Hay una vieja frase popular de Alcoy que define perfectamente la sensación que se crea cuando un prócer de acrisolada virtud comete alguna fechoría inesperada que decepciona a sus partidarios. Ante situaciones como ésta, los alcoyanos recurrimos a la expresión «el sant que pixa no val pa la missa». Es una maravillosa metáfora urológica, cuyo anónimo autor quería dejarnos muy claro que en este perro mundo no hay ninguna persona merecedora de la adoración perpetua y que por mucho incienso que se eche sobre un personaje público, al final siempre acabará cagándola de una manera u otra y mostrando sus debilidades humanas.

Pablo Iglesias ha cosechado importantes éxitos políticos ejerciendo de santo laico. Su espectacular irrupción en la escena nacional no se puede entender sin esa carga de moralidad ejemplarizante que ha acompañado a todas sus apariciones públicas. Estamos ante un hombre que se ha convertido a sí mismo en un personaje y que ha usado como una poderosa arma política la exhibición propagandística de su vida privada, mostrando por tierra mar y aire la pobreza monacal de sus ropas compradas en Alcampo o enseñando en las teles la humildad obrera de su piso de Vallecas. Simultáneamente, el líder de Podemos se ha especializado en sermones tronantes en los que aplicaba los más altos niveles de exigencia moral al resto de los partidos del arco parlamentario, hasta descalificarlos a todos sin excepción y transformarlos en algo parecido a una pandilla de yonquis del sueldo oficial, capaces de vender a la ciudadanía por un puñado de monedas de plata.

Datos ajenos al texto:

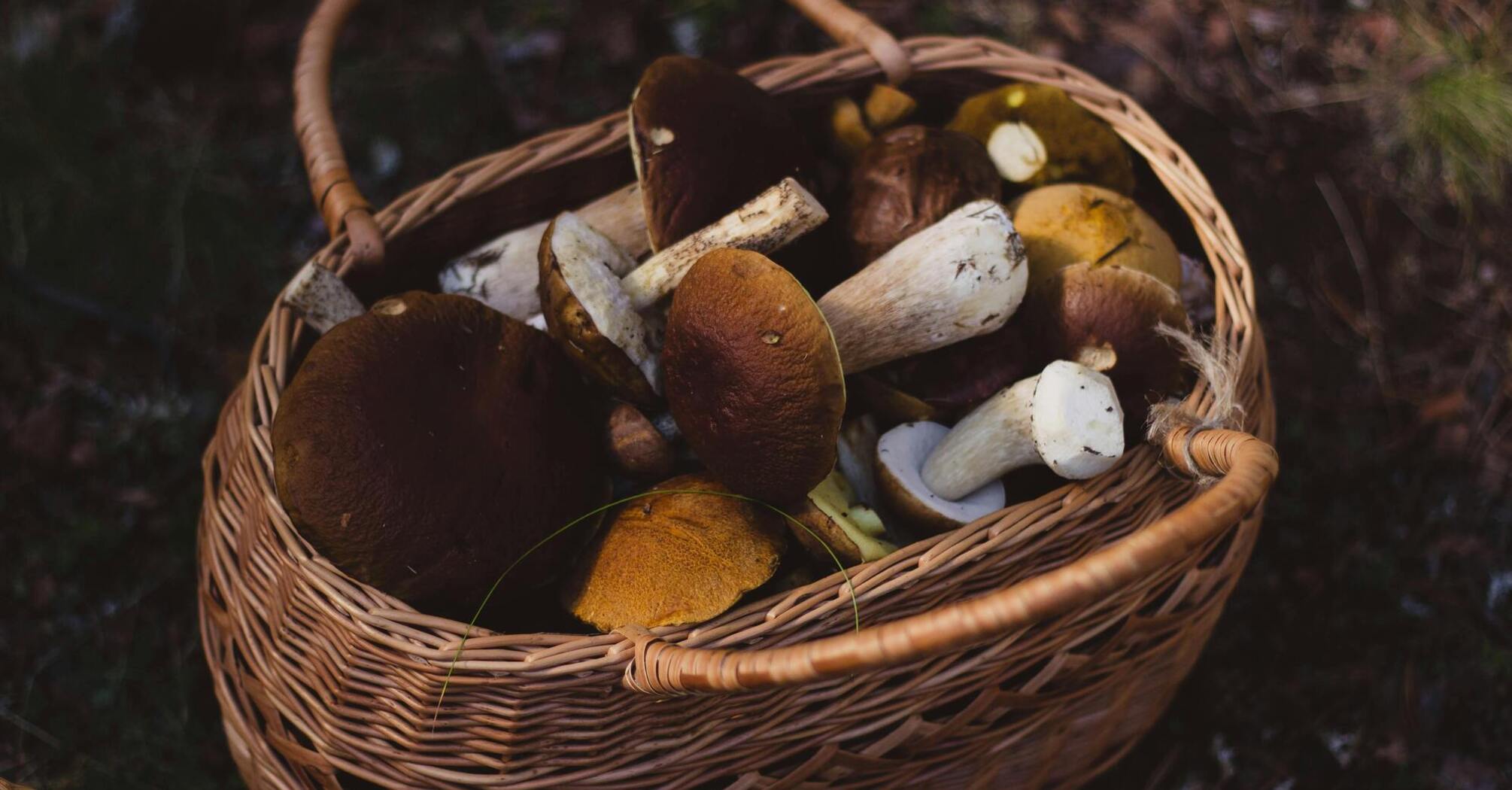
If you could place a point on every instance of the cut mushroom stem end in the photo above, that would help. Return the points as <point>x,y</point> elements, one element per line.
<point>901,489</point>
<point>846,527</point>
<point>318,296</point>
<point>1067,418</point>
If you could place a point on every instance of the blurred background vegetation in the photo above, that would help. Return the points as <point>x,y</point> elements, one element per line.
<point>152,203</point>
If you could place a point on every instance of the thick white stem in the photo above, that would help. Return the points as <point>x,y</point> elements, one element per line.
<point>502,273</point>
<point>321,297</point>
<point>992,439</point>
<point>956,279</point>
<point>767,223</point>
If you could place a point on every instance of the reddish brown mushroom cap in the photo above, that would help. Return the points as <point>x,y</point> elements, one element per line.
<point>753,377</point>
<point>427,444</point>
<point>1106,318</point>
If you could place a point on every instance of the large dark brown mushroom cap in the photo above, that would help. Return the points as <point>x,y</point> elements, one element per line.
<point>1106,318</point>
<point>753,377</point>
<point>427,444</point>
<point>705,141</point>
<point>906,181</point>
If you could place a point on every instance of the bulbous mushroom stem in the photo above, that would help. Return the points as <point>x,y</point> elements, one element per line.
<point>769,221</point>
<point>961,278</point>
<point>318,296</point>
<point>504,273</point>
<point>1067,418</point>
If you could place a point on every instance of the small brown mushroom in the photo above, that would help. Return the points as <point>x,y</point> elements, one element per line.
<point>1037,135</point>
<point>906,181</point>
<point>430,442</point>
<point>1106,318</point>
<point>603,323</point>
<point>753,377</point>
<point>636,445</point>
<point>675,558</point>
<point>1076,223</point>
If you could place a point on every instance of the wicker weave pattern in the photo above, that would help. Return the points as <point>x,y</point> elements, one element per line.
<point>317,673</point>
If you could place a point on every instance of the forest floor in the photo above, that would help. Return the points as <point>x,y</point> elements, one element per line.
<point>152,203</point>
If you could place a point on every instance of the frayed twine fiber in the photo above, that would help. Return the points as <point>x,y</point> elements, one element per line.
<point>1219,366</point>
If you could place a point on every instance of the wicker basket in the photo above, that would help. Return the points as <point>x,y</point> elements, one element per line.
<point>1028,649</point>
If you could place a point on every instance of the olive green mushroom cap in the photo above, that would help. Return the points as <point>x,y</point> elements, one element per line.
<point>427,444</point>
<point>753,375</point>
<point>1074,223</point>
<point>1039,135</point>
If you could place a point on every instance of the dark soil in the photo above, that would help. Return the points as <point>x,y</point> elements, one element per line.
<point>152,203</point>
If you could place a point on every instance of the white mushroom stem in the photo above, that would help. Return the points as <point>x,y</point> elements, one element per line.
<point>318,296</point>
<point>856,456</point>
<point>502,273</point>
<point>587,260</point>
<point>770,221</point>
<point>961,278</point>
<point>1067,418</point>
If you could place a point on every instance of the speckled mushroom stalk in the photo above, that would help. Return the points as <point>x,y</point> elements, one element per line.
<point>318,296</point>
<point>772,220</point>
<point>602,320</point>
<point>961,278</point>
<point>504,273</point>
<point>1067,418</point>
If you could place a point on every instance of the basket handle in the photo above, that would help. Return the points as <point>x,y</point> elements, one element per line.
<point>336,196</point>
<point>1246,463</point>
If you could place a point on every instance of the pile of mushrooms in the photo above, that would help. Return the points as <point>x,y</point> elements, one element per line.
<point>778,368</point>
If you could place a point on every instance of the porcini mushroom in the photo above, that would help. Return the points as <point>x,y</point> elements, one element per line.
<point>705,140</point>
<point>753,377</point>
<point>675,558</point>
<point>318,296</point>
<point>953,380</point>
<point>504,273</point>
<point>637,445</point>
<point>603,326</point>
<point>427,444</point>
<point>1106,318</point>
<point>1037,135</point>
<point>585,308</point>
<point>961,278</point>
<point>903,494</point>
<point>1076,223</point>
<point>1067,418</point>
<point>833,519</point>
<point>906,181</point>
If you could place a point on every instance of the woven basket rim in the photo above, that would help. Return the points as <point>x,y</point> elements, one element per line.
<point>557,654</point>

Sorprendido in fraganti en la compra de un chalé de 600.000 euros, a Pablo Iglesias le ha pasado lo que le tenía que pasar: le han aplicado una dosis de caballo de su propia medicina. El inventor del concepto casta (que podría traducirse con la afirmación: todos son una mafia, menos los míos) se enfrenta a las hemerotecas y sale muy mal parado. En política, las sobreactuaciones se pagan y es absolutamente previsible que a un determinado dirigente le apliquen el mismo listón ético y estético que él utilizó para castigar a sus contrincantes.

Aunque la polémica compra del chalé nace de una decisión estrictamente privada, la operación inmobiliaria es un error político de grandes proporciones, que sólo puede atribuirse a la pérdida de la conexión con la realidad por parte de un dirigente que ejerce el hiperliderazgo de su partido sin ningún tipo de cortapisas. La línea de defensa oficial de Podemos insiste en ese camino y rechaza cualquier posibilidad de autocrítica. Las redes sociales y los periódicos se llenan estos días de justificaciones demagógicas: «quieren que los políticos de izquierdas vivan como mendigos», ignorando que entre pedir a la puerta de una iglesia y tener un casoplón de 600.000 euros hay un inmenso territorio intermedio en el que vivimos la mayor parte de las personas normales; tampoco faltan las alusiones a los casos de corrupción del PP y del PSOE, como si las hazañas de Bárcenas y de los EREs justificaran cualquier desatino y para acabar, se vuelve a insistir en la conjura de todos los medios de comunicación «capitalistas» contra el único auténtico partido de izquierdas, olvidándose del idilio televisivo y del trato VIP que han hecho posible que Iglesias pasara del anonimato a la condición de estrella mediática en unos pocos meses.

Enfrentado a esta avería política, el líder de Podemos ha optado por una solución original: convocar una consulta entre todos los afiliados para que decidan si debe abandonar el cargo o si puede continuar dirigiendo el partido desde la comodidad de su nueva mansión campestre. Se presenta esta iniciativa como el colmo de la honradez y de la participación democrática de los militantes. Sin embargo, esta solución sobrevenida (es importante recordar que el anuncio llega cuando ya está todo el lío montado) se parece mucho a esas apuestas retóricas realizadas por los líderes carismáticos, que plantean a sus afiliados la dramática amenaza de «o yo o el caos», dando por supuesto que el número de militantes que se atreverá a decantarse por el caos será mínimo.

Sin pretenderlo, Pablo Iglesias ha abierto una nueva vía para las relaciones de los partidos con sus bases. En vez de perder el tiempo haciendo primarias para elegir candidatos, los secretarios generales podrían convocar referéndums para ver si los militantes les permiten comprarse un yate, para decidir si se hacen los trajes en el sastre de Paco Camps o para aclarar si es permisible un veraneo en un coqueto hotelito de lujo de la costa Amalfitana. No sé si los ciudadanos ganaríamos mucho con el cambio, pero nuestros políticos estarían hechos unos auténticos playboys.